For most of us, life in the fullest sense of the word is unthinkable without some form of art. I have met people who deny there is any great need for art; that the important things in life are food, shelter, education and so on. And yes, of course these things are vital, with but without art in some form, be it music, film, literature etc., we are not living.

“Snow” is a slim work of only 104 pages, yet it probes deeply into our relationship with the weather, and how snowfall appears throughout our stories, whatever form they appear in. Woven into the book are Sedgwick’s personal experiences with the substance; he currently lives at the edge of the French Alps, and as he relates, snowfall and the avalanches it brings can be a matter of life and death.  Sedgwick’s descriptions of waking up to a silent, changed world really resonated – there’s a strangeness to the world when it’s been blanketed in snow, and I’m not sure humans are ever completely reconciled to that.

Nature’s timescales are somewhat longer than our own, even than that of our species. Nature has a way of doing what she wants to, in the end, and it only needs a little land and snowslide to block the road to remind us of that.
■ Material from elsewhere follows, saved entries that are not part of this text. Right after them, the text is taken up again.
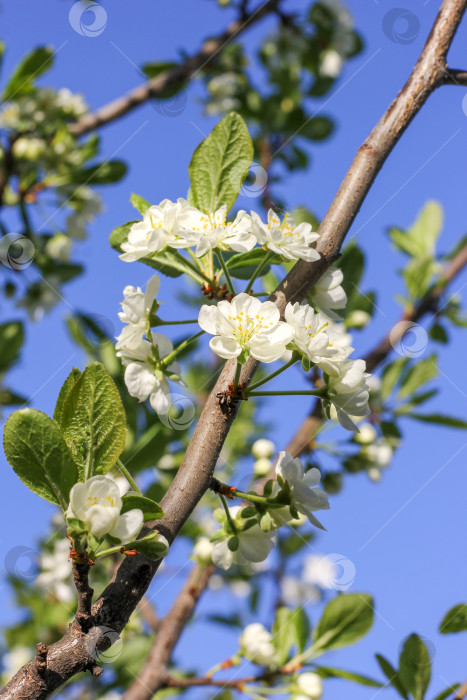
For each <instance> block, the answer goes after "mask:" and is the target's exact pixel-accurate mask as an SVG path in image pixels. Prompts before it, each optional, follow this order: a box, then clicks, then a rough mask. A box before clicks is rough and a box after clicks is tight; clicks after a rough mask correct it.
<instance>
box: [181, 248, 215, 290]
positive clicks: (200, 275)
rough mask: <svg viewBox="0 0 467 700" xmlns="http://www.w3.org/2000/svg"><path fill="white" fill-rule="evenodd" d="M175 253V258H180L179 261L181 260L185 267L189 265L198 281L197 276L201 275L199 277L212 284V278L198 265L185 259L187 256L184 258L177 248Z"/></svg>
mask: <svg viewBox="0 0 467 700" xmlns="http://www.w3.org/2000/svg"><path fill="white" fill-rule="evenodd" d="M175 255H176V256H177V258H178V259H179V260H181V261H182V262H183V264H184V265H186V267H189V268H190V269H191V270H193V272H194V273H195V275H196V278H197V279H198V281H199V278H200V277H201V278H202V279H204V280H205V281H206V282H207V283H208V284H210V285H212V279H211V278H210V277H208V276H207V275H206V274H205V273H204V272H203V271H202V270H201V269H200V268H199V266H198V267H197V266H196V265H193V263H191V262H190V261H189V260H187V258H184V257H183V255H182V254H181V253H180V252H179V251H178V250H176V251H175Z"/></svg>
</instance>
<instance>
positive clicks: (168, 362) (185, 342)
mask: <svg viewBox="0 0 467 700" xmlns="http://www.w3.org/2000/svg"><path fill="white" fill-rule="evenodd" d="M203 333H204V331H199V332H198V333H195V334H194V335H192V336H190V337H189V338H187V339H186V340H184V341H183V343H180V345H177V347H176V348H175V350H173V352H171V353H170V355H166V356H165V357H164V358H163V359H162V365H163V366H164V367H168V366H169V365H170V364H171V362H172V361H173V360H174V359H175V358H176V357H177V355H178V354H179V353H180V352H182V350H185V348H186V347H188V345H190V343H192V342H193V341H194V340H196V338H199V336H200V335H203Z"/></svg>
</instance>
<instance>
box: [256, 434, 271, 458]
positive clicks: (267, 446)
mask: <svg viewBox="0 0 467 700" xmlns="http://www.w3.org/2000/svg"><path fill="white" fill-rule="evenodd" d="M251 451H252V453H253V457H256V459H262V458H264V457H266V458H267V459H270V458H271V457H272V456H273V454H274V452H275V451H276V446H275V444H274V443H273V442H272V440H266V439H265V438H260V439H259V440H256V441H255V442H254V443H253V445H252V446H251Z"/></svg>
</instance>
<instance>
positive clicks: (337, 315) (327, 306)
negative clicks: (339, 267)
mask: <svg viewBox="0 0 467 700" xmlns="http://www.w3.org/2000/svg"><path fill="white" fill-rule="evenodd" d="M343 279H344V275H343V272H342V270H340V269H339V268H338V267H334V266H331V267H329V268H328V269H327V270H326V272H324V274H322V275H321V277H320V278H319V280H318V281H317V283H316V284H315V286H314V287H313V289H312V290H311V298H312V301H313V304H314V305H315V306H316V307H317V308H318V309H319V310H320V311H322V312H323V313H324V314H326V316H329V318H332V319H334V320H338V321H339V320H340V317H339V316H338V315H337V314H335V313H334V312H333V309H343V308H344V307H345V305H346V304H347V294H346V293H345V290H344V288H343V287H342V286H341V285H342V282H343Z"/></svg>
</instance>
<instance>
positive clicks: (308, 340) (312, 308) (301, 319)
mask: <svg viewBox="0 0 467 700" xmlns="http://www.w3.org/2000/svg"><path fill="white" fill-rule="evenodd" d="M284 315H285V320H286V321H287V324H288V325H289V326H290V328H291V330H292V332H293V344H294V345H295V347H296V348H297V350H299V351H300V352H301V353H302V354H303V355H306V356H307V357H308V359H309V360H310V362H314V363H315V364H317V365H318V366H319V367H321V369H322V370H323V371H324V372H326V373H327V374H332V375H336V376H338V375H339V369H338V367H337V365H338V363H340V362H341V361H342V360H345V359H347V357H348V356H349V355H350V353H351V352H352V351H353V348H352V347H350V346H349V345H348V342H349V341H350V336H348V335H347V334H346V333H345V329H344V328H343V325H342V324H334V323H333V322H332V320H331V319H329V318H328V317H327V316H325V315H324V314H322V313H320V312H319V311H315V310H314V309H313V308H312V307H311V306H309V305H308V304H299V303H298V302H296V303H295V304H290V303H289V304H287V306H286V307H285V314H284Z"/></svg>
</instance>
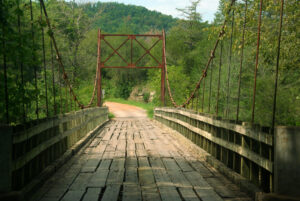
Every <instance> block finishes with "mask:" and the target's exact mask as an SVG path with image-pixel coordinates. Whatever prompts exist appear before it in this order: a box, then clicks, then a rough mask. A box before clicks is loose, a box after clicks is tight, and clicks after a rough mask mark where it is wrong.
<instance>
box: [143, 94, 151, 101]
mask: <svg viewBox="0 0 300 201" xmlns="http://www.w3.org/2000/svg"><path fill="white" fill-rule="evenodd" d="M149 98H150V93H149V92H145V93H144V95H143V100H144V102H146V103H148V102H149Z"/></svg>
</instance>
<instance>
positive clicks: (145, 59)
mask: <svg viewBox="0 0 300 201" xmlns="http://www.w3.org/2000/svg"><path fill="white" fill-rule="evenodd" d="M44 2H45V6H46V9H47V12H48V16H49V19H50V22H51V25H52V30H50V29H49V28H48V26H47V23H46V19H45V13H44V11H43V10H42V9H41V5H40V3H39V1H31V0H0V3H1V5H0V7H1V11H0V13H1V16H0V18H1V27H0V41H1V51H0V77H1V78H0V80H1V82H0V89H1V90H0V97H1V99H0V108H1V110H0V122H1V123H9V124H20V123H25V122H28V121H31V120H35V119H42V118H45V117H51V116H55V115H58V114H61V113H66V112H70V111H73V110H74V111H75V110H79V109H80V107H79V106H78V105H76V103H75V101H74V97H72V95H71V93H70V90H69V88H68V86H67V84H66V82H65V81H64V75H63V73H62V70H61V69H60V68H59V64H58V62H57V60H56V57H57V56H56V53H55V50H54V47H53V43H52V42H51V39H50V35H51V34H52V33H53V34H54V36H55V39H56V42H57V46H58V49H59V52H60V55H61V59H62V62H63V63H64V66H65V70H66V73H67V74H68V79H69V80H70V84H71V86H72V88H73V89H74V93H76V97H77V98H78V99H80V101H81V102H82V103H83V104H87V103H88V102H89V101H90V97H91V96H92V93H93V88H94V80H95V72H96V67H97V32H98V29H101V32H102V33H126V34H157V33H158V34H160V33H161V32H162V30H163V29H164V30H165V31H166V59H167V62H166V63H167V69H168V80H169V81H170V88H171V92H172V94H173V97H174V100H175V101H176V102H177V103H178V104H182V103H183V102H184V101H185V100H186V99H187V98H188V97H189V96H190V94H191V92H192V91H193V90H194V89H195V85H196V83H197V82H198V80H199V78H200V77H201V76H203V70H204V69H205V66H206V64H207V61H208V59H209V58H210V56H211V50H212V49H213V46H214V44H215V41H216V39H217V38H218V36H219V32H220V30H221V27H222V25H223V22H224V20H226V21H227V24H226V26H225V34H224V35H223V36H222V37H221V39H220V44H219V46H218V48H217V49H216V52H215V55H214V56H215V57H214V59H213V60H212V63H211V64H210V66H209V68H208V71H207V72H206V74H205V77H204V79H203V80H202V82H201V85H200V88H199V89H197V92H196V96H194V97H193V98H192V101H191V103H190V104H189V105H187V106H186V107H187V108H189V109H196V110H197V111H198V112H202V113H211V114H214V115H217V116H221V117H223V118H226V119H231V120H238V121H251V114H252V108H253V85H254V75H255V73H256V74H257V78H256V82H255V83H256V99H255V101H254V105H255V118H254V123H257V124H260V125H263V126H272V124H273V123H274V122H272V121H273V120H272V115H273V112H274V111H273V107H274V101H275V102H276V114H275V125H293V126H299V125H300V85H299V76H300V55H299V45H300V30H299V28H300V21H299V17H300V3H299V1H298V0H289V1H285V4H284V9H283V16H282V19H283V21H282V30H280V2H281V1H280V0H275V1H274V0H265V1H264V3H263V5H262V12H261V27H260V29H261V35H260V46H259V60H258V68H257V71H255V69H256V68H255V62H256V61H257V33H258V31H259V30H258V17H259V15H260V14H259V11H260V4H259V2H260V1H258V0H239V1H235V3H234V5H233V7H232V11H231V12H229V13H228V12H227V11H228V9H229V5H230V3H231V1H229V0H220V6H219V9H218V12H217V13H216V14H215V19H214V21H213V22H211V23H209V22H204V21H203V20H202V18H201V13H199V12H198V11H197V7H198V5H199V2H200V1H199V0H198V1H196V0H195V1H192V2H190V3H189V4H187V5H186V7H185V8H178V10H179V11H180V12H181V13H182V16H183V18H182V19H181V18H180V19H177V18H173V17H172V16H168V15H164V14H162V13H159V12H156V11H149V10H147V9H146V8H143V7H140V6H133V5H124V4H119V3H101V2H97V3H76V1H60V0H47V1H44ZM279 33H280V34H281V40H280V42H281V43H280V44H281V46H280V48H278V35H279ZM122 41H123V39H122V38H121V37H120V38H117V39H115V40H111V41H110V42H111V44H113V46H114V47H115V48H116V47H118V46H119V45H120V43H122ZM154 42H155V40H143V41H142V44H144V46H145V47H147V48H150V47H151V45H152V44H153V43H154ZM161 46H162V44H161V43H158V46H157V48H153V49H151V54H153V55H157V56H158V57H159V56H161V54H162V53H161ZM102 48H103V57H105V56H107V55H109V54H110V53H111V51H112V50H110V49H109V48H107V47H105V45H103V47H102ZM134 49H135V52H137V53H136V55H135V57H136V58H138V57H139V56H140V55H142V54H144V50H143V49H142V48H140V47H138V46H135V47H134ZM278 49H280V54H279V57H277V55H278ZM120 53H121V54H122V55H125V57H126V55H128V47H127V45H124V47H122V48H121V49H120ZM277 58H279V60H277ZM112 59H113V63H114V64H115V65H118V64H119V65H121V63H122V61H120V60H119V59H118V57H117V56H116V55H114V56H113V57H112ZM277 61H278V62H279V65H278V71H277V70H276V66H277ZM142 62H143V64H145V65H149V66H151V64H152V63H153V62H154V61H153V59H152V58H151V57H149V55H147V56H145V58H144V60H143V61H142ZM276 72H278V88H277V89H276V88H275V84H274V83H275V80H276ZM160 75H161V74H160V71H159V70H157V69H143V70H141V69H130V70H125V69H104V70H103V74H102V76H103V77H102V83H103V89H105V91H106V94H105V97H106V98H123V99H127V98H128V97H129V96H130V94H131V92H132V90H133V89H134V88H137V87H138V88H141V89H144V88H145V89H146V90H147V91H149V92H150V91H151V92H155V95H154V99H153V100H152V104H154V105H156V106H160V105H161V103H160ZM275 89H276V93H277V94H276V99H274V91H275ZM166 96H167V97H166V105H167V106H172V103H171V101H170V99H169V96H168V93H167V92H166ZM145 101H146V102H147V101H148V98H146V99H145ZM95 104H96V100H94V102H93V105H95Z"/></svg>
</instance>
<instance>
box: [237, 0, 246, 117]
mask: <svg viewBox="0 0 300 201" xmlns="http://www.w3.org/2000/svg"><path fill="white" fill-rule="evenodd" d="M247 10H248V0H245V11H244V15H245V16H244V24H243V33H242V41H241V46H242V47H241V59H240V71H239V82H238V94H237V98H238V99H237V107H236V121H237V122H238V121H239V112H240V97H241V84H242V70H243V60H244V46H245V31H246V23H247Z"/></svg>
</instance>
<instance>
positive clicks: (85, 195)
mask: <svg viewBox="0 0 300 201" xmlns="http://www.w3.org/2000/svg"><path fill="white" fill-rule="evenodd" d="M100 193H101V188H88V189H87V192H86V193H85V195H84V197H83V200H82V201H98V199H99V196H100Z"/></svg>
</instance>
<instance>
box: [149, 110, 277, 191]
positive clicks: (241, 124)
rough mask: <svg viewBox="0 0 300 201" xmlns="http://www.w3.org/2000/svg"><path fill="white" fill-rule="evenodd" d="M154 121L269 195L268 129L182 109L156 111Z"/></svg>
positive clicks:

Ironically, I started reading this book on the first day of this winter’s snow in my part of the world; and it certainly shed light on my sometimes complex feelings about this kind of weather and the effect it has on our everyday world. The emotions stirred when you’re faced with a landscape covered with untouched snow are deep, and the spectacle is beautiful. Yet there’s always an ambivalence because of the restriction and disruption it can cause to everyday life, as well as the actual physical danger it can create. Particularly in this country, we never seem prepared to deal with the changes snow brings, and I have felt nervous and slightly threatened in the past during heavy falls; at those times, my go-to therapy is reading “The Long Winter” by Laura Ingalls Wilder and reminding myself that what’s happening here is not so bad and even if the trains aren’t running properly for a day, I’m not going to starve… And during these lockdown times I am less bothered as I’m not exactly going anywhere much; though seeing how the car behaved during the recent snow on a short trip to the shop for vegetables was a reminder of the substance’s power to disrupt.

Psy guy, CC BY-SA 3.0 <http://creativecommons.org/licenses/by-sa/3.0/&gt;, via Wikimedia Commons

But I digress. “Snow” is a beautiful book and another delight from Little Toller. An often poetic and profound meditation on the white stuff and its effects, it was ideal reading whilst snuggled down and cosy. The book is the perfect mix of the personal and the universal, and Sedgwick’s thoughts on the effects of climate change were also sobering, and got me thinking again about the need to channel my inner Greta Thunberg. Will we reach a time on the planet when there is no more snow? I fear we will, and that will be such a shame. It’s a substance that has the ability to transform our landscape, fascinate us and allow us to look at our world anew, inspiring myths and stories – and without snow, our world will be a poorer place.